When Casey Lawhon heard about the tragic drowning of a two-year-old boy named Sawyer, he helped ease his parents’ pain the best way he knew how.
Casey, 25, has been customizing coffins for young people who were gone too soon. After seeing his work, Sawyer’s parents reached out to him and asked if he could design their precious boy’s casket.
Casey learned that Sawyer loved Mickey Mouse, so he wrapped his casket with a picture of Mickey Mouse on a floating carpet in the clouds along with the message “Never forgotten Little Sawyer” and “I love you Momma and Dad’ee.”
Inside the casket, Mickey Mouse is seen flying toward a cartoon image of Sawyer in heaven.
“I think it symbolized peace in a tragic event,” Casey said. “I believe Sawyer is at rest and at peace.”
Casey started “In Memory Casket Wraps” in February 2022 in Gulfport, Mississippi, after experiencing a great loss in his own family.
His sister and best friend, Raelan Lawhon, passed away in January 2022 after taking an oxycodone pill that she didn’t know was laced with fentanyl. She was only 21 years old.
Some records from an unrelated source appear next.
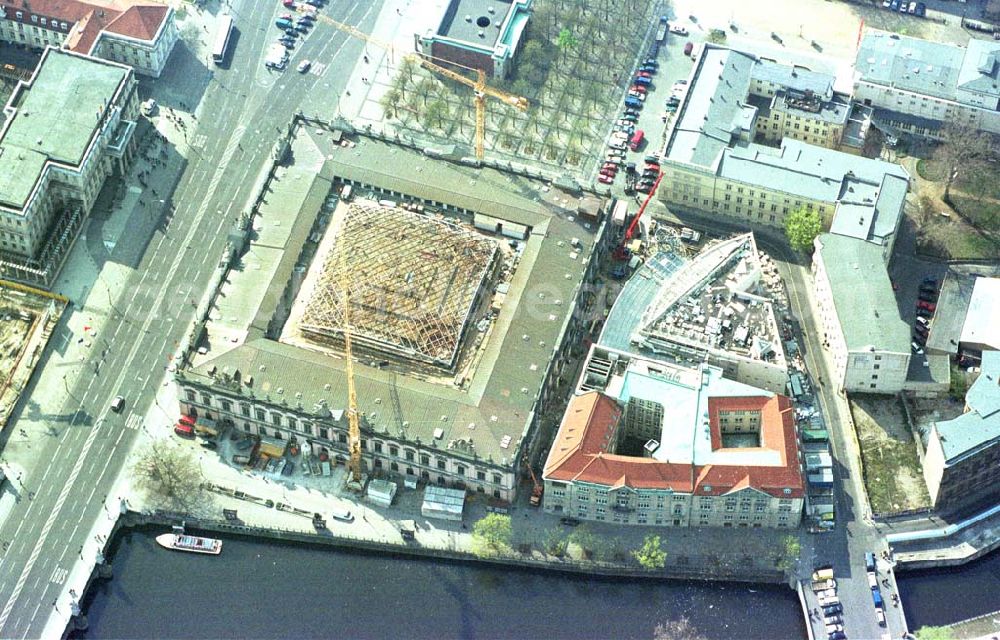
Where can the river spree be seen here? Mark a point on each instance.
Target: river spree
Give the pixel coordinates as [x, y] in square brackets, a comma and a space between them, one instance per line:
[268, 590]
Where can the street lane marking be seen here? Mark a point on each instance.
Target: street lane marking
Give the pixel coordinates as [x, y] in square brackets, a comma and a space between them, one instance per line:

“My mom found her in her house. I was one of the first people there. I left here. It just changed everything,” Casey said.
The siblings grew up in McHenry and attended Stone High together. They were an inseparable duo. After high school, they moved to Gulfport and lived next to each other until Raelan’s untimely passing.
For the past three years, Casey has owned his vehicle wrapping business, KC Wraps, and Raelan would often help him at the shop. Devastated by the loss, he wanted to do something special to honor his little sister.
Using his creative skills, Casey wrapped Raelan’s coffin in angel statues, pink flowers, and gray clouds to celebrate her favorite colors.
“That was the first casket I ever done,” he said. “I did it for her. I did not do this for anything else. Just for her.”
Casey shared photos and videos of Raelan’s coffin on social media, and it went viral. Several funeral home owners and individuals encouraged him to start his own casket-wrapping business. However, he feared that people would think he was doing it for the money.
“I was more afraid of feeling like I was turning this into an investment opportunity,” he said.
But when Sawyer’s family reached out to him, Casey realized he had a calling to fulfill and started the business.
Casey solicits donations from the community to help families cover the costs of the coffins. For Sawyer’s casket, he managed to raise $700 in eight minutes.
“Just losing a child is so unexpected,” he said. Not one family has had to pay for the coffins he’s decorated for kids who have passed on.
Casey would also solicit donations for older clients at the request of their families.
“I don’t even think about the money,” he said. “If anything, I’m just sharing a fraction of pain that the families are going through. It just opens up that wound, and it brings me back to day one (when Raelan died).”
Since opening his business in February, Lawhon has decorated coffins for eight children, with more requests lined up.
“I do this for total peace of mind. It brings peace to families. It brings peace to everybody there, knowing that they sent their loved one out the best way they could,” he said.
Casey admitted that being surrounded by death “takes a toll.” But he said, “if I stop what I’m doing, it would just eat me up.”
He said he will continue working to honor Raelan and ensure that she is never forgotten.
“I make sure her name is pushed every single time I do something. I am not letting my little sister’s name go away,” Casey said.